The DSBR model predicts that palindrome markers on the two sides of the DSB should segregate 5:3/5:3 except when repair of hDNA intervenes (Figure 1) (Foss et al. 1999). As indicated above, nick-directed repair from position 2 is consistent with the bias in normal 4:4 segregation to the left of the DSB in those recombinants in which the distance from the initiating nick to the palindrome mismatch is within the threshold. However, what repair system acts to remove palindrome mismatches when the threshold distance from the nick to the palindrome is exceeded? Two mechanisms are possible: (i) junction cuts (or, possibly, unligated 3′-ends; Stahl et al. 2004) at positions 2′ and 4′ direct removal of DSB proximal palindromes (early repair of hDNA) (McGill et al. 1989; Haber et al. 1993; Foss et al. 1999) and (ii) palindromes are removed by localized (nick-independent) repair (Weiss and Wilson 1987; Bollag et al. 1992; Bill et al. 2001). With regard to mechanism (i), nicks at positions 2′ and 4′ would be located at variable distances from the palindrome mismatches due to the different lengths of homology in the four gene-targeting vectors used in generating the recombinants. Assuming that the same threshold distance limits hDNA repair initiated from these nicks, a competition among nicks at 2′, 2, and 4′ to direct repair of adjacent hDNA would exist. If we analyze segregation classes 2, 3, 7, and 10–12 (recombinants that are conveniently explained by hDNA repair of a 5:3/5:3 intermediate), then we observe that, apart from markers to the left of the DSB in recombinants generated with vectors pCμpalShort/Short and pCμpalShort/Long (where restoration outnumbers conversion), conversion outnumbers restoration (68–32%). Thus, there appears to be a competition between nick-directed removal of the palindrome at position 2 and early repair of the palindrome from positions 2′ and 4′. This result is not expected from a localized (nick-independent) repair process [mechanism (ii) above], since this mechanism would be expected to act uniformly on all palindrome mismatches that exceed the threshold distance. Thus, the results favor the interpretation that when the threshold distance for restorational repair is exceeded, early repair of hDNA may occur.

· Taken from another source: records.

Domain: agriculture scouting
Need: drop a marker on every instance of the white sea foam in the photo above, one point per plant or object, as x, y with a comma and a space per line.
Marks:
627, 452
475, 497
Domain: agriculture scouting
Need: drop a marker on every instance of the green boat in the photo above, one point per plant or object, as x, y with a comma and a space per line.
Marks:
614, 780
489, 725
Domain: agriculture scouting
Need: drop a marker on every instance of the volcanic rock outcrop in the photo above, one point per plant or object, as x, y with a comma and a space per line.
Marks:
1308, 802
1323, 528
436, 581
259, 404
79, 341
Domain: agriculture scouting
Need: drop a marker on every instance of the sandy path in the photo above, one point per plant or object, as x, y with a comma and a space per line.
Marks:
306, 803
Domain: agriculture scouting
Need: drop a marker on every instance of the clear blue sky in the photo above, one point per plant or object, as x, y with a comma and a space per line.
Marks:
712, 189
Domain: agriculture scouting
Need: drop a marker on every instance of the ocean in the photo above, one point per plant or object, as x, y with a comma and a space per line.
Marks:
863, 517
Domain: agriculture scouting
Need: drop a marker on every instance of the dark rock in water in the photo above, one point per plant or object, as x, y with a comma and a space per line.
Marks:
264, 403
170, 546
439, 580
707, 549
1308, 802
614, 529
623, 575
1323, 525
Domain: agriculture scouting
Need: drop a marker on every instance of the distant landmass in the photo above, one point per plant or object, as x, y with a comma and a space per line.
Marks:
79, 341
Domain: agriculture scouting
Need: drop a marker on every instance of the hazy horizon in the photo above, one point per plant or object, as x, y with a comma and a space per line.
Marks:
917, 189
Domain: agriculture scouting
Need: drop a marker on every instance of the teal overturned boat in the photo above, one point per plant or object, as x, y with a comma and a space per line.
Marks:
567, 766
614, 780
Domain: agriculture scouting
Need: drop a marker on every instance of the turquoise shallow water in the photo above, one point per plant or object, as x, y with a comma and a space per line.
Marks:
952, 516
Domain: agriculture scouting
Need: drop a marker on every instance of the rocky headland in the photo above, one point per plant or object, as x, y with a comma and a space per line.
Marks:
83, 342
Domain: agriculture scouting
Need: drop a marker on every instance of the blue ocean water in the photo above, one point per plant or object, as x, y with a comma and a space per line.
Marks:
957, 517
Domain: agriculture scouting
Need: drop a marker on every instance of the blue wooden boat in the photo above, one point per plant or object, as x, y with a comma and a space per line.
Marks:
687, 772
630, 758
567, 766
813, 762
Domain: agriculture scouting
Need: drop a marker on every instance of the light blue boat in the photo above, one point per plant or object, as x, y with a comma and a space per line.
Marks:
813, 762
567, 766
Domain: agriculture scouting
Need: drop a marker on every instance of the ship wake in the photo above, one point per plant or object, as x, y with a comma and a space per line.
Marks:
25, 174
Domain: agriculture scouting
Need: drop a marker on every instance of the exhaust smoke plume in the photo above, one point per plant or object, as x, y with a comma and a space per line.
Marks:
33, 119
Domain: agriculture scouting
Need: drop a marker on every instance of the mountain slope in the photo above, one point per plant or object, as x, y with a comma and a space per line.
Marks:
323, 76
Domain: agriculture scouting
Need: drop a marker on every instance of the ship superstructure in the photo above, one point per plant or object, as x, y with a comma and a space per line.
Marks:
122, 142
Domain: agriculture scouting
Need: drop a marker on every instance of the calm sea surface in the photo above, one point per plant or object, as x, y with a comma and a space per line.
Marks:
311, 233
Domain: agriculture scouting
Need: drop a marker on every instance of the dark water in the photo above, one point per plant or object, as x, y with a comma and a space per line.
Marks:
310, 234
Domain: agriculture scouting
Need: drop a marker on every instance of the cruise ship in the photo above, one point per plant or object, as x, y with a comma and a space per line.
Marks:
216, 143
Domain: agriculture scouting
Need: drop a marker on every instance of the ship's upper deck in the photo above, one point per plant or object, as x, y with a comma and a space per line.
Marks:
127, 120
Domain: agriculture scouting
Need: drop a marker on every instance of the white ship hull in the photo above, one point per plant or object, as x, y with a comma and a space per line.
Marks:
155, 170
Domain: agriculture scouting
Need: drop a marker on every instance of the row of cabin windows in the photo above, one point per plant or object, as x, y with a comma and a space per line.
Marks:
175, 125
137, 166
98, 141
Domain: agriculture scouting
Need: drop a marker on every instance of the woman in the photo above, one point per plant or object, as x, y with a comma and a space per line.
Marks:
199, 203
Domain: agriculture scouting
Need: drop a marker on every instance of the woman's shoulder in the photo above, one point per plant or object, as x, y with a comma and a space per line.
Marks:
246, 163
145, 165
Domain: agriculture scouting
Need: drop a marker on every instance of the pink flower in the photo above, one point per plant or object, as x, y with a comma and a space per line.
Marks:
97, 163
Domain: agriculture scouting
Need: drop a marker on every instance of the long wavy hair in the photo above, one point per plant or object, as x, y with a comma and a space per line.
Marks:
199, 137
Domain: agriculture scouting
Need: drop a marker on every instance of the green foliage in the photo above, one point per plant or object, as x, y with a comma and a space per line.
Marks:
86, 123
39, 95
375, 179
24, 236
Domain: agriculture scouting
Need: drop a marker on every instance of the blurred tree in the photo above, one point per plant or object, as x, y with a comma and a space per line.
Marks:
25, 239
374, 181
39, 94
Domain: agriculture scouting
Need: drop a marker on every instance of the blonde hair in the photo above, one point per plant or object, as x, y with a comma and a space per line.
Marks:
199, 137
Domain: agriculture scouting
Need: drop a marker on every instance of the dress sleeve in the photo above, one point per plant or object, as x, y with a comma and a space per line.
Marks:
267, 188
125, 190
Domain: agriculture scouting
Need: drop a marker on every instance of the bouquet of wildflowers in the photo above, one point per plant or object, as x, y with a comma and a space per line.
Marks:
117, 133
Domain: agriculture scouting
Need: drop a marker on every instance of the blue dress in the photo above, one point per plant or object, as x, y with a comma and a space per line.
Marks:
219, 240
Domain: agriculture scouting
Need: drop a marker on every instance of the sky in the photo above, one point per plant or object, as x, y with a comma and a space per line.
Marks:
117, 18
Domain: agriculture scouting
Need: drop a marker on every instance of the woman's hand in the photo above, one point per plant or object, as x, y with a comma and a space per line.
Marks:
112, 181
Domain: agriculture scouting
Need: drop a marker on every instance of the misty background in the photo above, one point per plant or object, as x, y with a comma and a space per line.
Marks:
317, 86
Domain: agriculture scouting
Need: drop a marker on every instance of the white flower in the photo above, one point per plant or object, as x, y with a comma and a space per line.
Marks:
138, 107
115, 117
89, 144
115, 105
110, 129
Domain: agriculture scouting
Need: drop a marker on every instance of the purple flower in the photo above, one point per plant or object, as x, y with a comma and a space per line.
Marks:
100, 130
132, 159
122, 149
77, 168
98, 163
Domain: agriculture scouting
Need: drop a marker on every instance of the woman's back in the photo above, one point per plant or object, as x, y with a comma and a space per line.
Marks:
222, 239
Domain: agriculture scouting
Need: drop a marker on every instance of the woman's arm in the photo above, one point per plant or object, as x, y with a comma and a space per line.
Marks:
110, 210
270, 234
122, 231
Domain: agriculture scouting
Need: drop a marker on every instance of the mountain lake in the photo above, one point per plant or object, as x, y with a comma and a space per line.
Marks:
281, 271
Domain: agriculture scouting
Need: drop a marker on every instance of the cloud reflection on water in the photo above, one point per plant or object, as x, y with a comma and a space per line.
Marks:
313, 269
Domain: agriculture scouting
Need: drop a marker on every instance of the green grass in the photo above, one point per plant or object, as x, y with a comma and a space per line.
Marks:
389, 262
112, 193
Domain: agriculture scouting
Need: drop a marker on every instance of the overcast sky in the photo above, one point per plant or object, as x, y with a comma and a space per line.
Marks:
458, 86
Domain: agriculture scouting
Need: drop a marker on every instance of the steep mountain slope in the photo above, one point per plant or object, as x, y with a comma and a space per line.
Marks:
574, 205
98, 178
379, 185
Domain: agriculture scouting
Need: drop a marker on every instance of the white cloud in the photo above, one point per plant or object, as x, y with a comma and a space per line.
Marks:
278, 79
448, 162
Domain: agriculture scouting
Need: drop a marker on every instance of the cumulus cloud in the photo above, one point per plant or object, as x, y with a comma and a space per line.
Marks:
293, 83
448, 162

In summary, the unique finding of this study is that one-sided recombinants display an unexpected bias favoring normal 4:4 segregation to the left of the DSB. This result is consistent with a greater efficiency of nick-directed restorational repair from position 2 of a cleaved Holliday junction to the left of the DSB. This bias is compatible with asynchronous cleavage of the double Holliday junction intermediate (Figure 8).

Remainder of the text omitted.